Census shows homeownership drop

11 December 2012

Mother with her baby outside their front door

Census data from the Office of National Statistics shows that homeownership has fallen for the first time since records began 60 years ago.

Since 2001, homeownership overall has fallen by seven per cent, while the proportion of homes owned with a mortgage has dropped by 15 per cent.

The historic shift reflects the growing trend in young people and families who are unable to get a foot on the property ladder.

Rising numbers are being pushed into the country’s rapidly expanding private rental market. The proportion of homes rented privately has rocketed by 69 per cent since 2001.

See the latest figures for your area 

If current trends continue, the next generation will be bringing up their families in insecure rented housing or at home with their parents. A recent YouGov poll for Shelter revealed that 44 per cent of Britons believe their children or future children won’t be able to afford a decent home.
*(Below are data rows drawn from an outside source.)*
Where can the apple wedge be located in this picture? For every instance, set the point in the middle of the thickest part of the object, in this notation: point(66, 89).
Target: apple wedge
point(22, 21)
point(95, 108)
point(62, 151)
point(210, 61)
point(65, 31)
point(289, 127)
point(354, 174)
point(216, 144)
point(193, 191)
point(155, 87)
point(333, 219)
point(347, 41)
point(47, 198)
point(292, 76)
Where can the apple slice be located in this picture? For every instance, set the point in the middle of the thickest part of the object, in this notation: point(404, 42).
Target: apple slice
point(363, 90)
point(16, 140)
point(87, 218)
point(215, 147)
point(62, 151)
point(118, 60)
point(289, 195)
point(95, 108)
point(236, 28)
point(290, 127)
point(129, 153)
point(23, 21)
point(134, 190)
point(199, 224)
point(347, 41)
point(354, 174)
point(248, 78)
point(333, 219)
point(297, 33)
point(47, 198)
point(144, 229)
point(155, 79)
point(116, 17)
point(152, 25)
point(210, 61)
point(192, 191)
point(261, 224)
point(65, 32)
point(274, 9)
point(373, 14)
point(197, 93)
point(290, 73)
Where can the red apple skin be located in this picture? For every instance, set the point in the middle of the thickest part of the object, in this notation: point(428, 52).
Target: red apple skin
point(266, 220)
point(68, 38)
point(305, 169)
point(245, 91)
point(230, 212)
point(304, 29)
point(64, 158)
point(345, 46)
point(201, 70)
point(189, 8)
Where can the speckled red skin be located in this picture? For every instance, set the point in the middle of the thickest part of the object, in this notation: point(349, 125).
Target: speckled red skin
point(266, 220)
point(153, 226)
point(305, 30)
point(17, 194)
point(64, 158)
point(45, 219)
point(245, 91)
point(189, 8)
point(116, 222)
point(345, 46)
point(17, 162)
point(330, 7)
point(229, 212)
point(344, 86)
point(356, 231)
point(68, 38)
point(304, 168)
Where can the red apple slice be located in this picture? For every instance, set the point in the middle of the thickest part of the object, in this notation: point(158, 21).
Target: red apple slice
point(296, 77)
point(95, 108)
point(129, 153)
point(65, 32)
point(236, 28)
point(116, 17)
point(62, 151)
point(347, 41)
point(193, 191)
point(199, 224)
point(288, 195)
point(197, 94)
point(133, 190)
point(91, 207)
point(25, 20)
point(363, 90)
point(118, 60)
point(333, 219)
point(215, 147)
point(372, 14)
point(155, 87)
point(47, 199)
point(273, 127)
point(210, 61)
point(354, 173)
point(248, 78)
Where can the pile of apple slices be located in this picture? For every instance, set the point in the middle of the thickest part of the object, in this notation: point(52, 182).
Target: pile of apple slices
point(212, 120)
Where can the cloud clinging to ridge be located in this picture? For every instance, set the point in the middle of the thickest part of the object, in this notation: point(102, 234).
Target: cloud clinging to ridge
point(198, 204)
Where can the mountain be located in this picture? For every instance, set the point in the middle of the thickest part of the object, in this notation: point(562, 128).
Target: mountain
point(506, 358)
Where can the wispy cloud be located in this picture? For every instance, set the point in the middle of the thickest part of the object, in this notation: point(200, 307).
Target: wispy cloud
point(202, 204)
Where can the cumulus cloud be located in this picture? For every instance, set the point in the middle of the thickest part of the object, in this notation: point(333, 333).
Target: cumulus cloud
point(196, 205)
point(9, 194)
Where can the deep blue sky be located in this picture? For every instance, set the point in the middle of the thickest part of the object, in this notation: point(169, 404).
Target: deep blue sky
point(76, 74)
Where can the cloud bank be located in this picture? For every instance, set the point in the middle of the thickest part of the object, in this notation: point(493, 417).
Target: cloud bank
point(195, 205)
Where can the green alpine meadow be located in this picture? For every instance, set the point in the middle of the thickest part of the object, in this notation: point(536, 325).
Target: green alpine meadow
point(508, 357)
Shelter’s chief executive, Campbell Robb, said: ‘These figures confirm that homeownership is slipping further and further out of reach, no matter how hard people work or save.

‘This means young people are living at home well into their thirties, desperate to get on in life but unable to afford a place of their own.

Meanwhile, more young families are stuck in rented housing under constant threat of being evicted, worrying about whether they’ll have to move again’.

Mr Robb continued: ‘Today’s broken housing market isn’t the result of the credit crunch or mortgage lending, but decades of underinvestment in building the affordable homes we need. The Government has got to get a grip on this situation now, otherwise the chances of the next generation getting an affordable home look increasingly bleak.’